Esteban D. Estrada
1859 – 1939
Born in Puerto Príncipe, Cuba, Esteban Duque Estrada came to the United States for his college education, earning a degree in civil engineering in 1883 at Stevens Institute of Technology in New Jersey. Immediately after graduation, he joined the engineering corps of Juragua Iron Company in Santiago, Cuba. He returned to the United States in 1886 and was appointed assistant inspector of bridges for the Pennsylvania Company, a subsidiary of the Pennsylvania Railroad.
In 1890, he went into business for himself as a founding partner of Estrada, Kenyon & Gray, testing iron and steel used in building construction. In 1892, he married Isabel Reynolds, a native of Arnold, PA, who accompanied Estrada on his travels between the U.S. and Cuba over the next three decades. They had two children, Sarah Isabel and Esteban Estrada.
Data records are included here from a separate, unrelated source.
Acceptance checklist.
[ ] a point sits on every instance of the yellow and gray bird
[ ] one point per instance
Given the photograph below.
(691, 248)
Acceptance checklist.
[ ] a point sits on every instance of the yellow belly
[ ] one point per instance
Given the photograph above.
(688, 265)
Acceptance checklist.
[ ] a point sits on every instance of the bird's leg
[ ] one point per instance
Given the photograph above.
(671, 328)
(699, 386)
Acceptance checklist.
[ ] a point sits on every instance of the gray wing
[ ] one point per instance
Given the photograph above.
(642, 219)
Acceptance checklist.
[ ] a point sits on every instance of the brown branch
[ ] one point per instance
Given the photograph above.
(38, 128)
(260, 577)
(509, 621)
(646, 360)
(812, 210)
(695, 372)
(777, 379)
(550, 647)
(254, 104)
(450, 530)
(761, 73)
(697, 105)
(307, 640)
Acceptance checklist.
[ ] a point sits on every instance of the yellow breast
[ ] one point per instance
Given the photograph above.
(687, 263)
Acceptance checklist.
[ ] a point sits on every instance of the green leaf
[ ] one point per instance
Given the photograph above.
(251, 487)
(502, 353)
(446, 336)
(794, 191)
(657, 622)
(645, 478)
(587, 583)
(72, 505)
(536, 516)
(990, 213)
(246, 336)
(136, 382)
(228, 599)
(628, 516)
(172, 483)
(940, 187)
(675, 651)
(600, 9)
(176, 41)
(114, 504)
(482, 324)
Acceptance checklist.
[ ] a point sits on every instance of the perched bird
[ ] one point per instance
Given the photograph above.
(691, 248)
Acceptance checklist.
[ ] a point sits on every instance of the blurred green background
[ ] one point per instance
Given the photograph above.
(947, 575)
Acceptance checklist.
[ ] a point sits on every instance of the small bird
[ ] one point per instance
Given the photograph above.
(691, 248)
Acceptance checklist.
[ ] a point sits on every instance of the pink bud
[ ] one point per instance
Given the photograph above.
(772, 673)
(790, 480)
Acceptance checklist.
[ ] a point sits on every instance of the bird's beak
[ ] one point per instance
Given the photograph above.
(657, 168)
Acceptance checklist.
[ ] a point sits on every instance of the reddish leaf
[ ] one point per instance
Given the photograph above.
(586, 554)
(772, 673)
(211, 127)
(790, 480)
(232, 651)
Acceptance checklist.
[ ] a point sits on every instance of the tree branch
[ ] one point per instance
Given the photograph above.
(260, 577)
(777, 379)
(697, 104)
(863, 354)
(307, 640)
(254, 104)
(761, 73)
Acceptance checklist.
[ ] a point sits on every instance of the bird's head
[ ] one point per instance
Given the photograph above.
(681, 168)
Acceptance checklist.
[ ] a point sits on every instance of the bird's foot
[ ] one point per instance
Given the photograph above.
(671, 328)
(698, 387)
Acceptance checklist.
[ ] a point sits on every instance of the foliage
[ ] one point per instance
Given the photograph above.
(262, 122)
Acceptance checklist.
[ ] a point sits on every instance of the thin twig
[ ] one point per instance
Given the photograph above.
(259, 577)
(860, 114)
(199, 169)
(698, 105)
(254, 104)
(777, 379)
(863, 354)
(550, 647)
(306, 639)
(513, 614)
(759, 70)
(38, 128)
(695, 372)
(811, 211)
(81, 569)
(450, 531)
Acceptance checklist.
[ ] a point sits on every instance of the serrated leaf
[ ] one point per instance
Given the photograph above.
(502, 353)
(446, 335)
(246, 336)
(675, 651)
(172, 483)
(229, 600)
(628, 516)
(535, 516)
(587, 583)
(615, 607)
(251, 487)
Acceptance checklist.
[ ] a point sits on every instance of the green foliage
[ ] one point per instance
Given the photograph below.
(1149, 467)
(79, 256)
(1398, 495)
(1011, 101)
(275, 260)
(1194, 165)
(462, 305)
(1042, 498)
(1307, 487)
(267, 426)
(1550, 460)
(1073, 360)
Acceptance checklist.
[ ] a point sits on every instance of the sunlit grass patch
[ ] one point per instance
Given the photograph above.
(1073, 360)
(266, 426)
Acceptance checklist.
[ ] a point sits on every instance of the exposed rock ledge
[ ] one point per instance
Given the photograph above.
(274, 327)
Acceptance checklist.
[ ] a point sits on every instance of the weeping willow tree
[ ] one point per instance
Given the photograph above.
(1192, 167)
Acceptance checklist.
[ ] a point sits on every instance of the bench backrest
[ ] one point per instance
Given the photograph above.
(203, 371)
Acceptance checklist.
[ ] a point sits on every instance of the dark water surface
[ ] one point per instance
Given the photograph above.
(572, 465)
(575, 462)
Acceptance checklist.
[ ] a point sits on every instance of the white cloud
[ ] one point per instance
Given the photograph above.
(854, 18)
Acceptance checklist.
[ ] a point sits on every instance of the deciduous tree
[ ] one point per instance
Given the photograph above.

In the early 1900s, Estrada served as Chief Engineer of Pinar Del Rio province in Cuba, surveying and supervising public works. He was also appointed Commissioner General of Cuba’s exhibit at the 1904 World’s Fair in St. Louis and was the chief engineer on the construction of the Cuba Pavilion. The government of newly independent Cuba spent more than $130,000 total on the exposition, of which $20,000 was dedicated to the Cuba Pavilion, representing the grand mansion-style homes in Havana.
Estrada was a member of the Engineers' Society of Western Pennsylvania (elected February 1888) and the American Society of Mechanical Engineers.
Esteban Estrada opened his savings account with Dollar Bank in November 1886.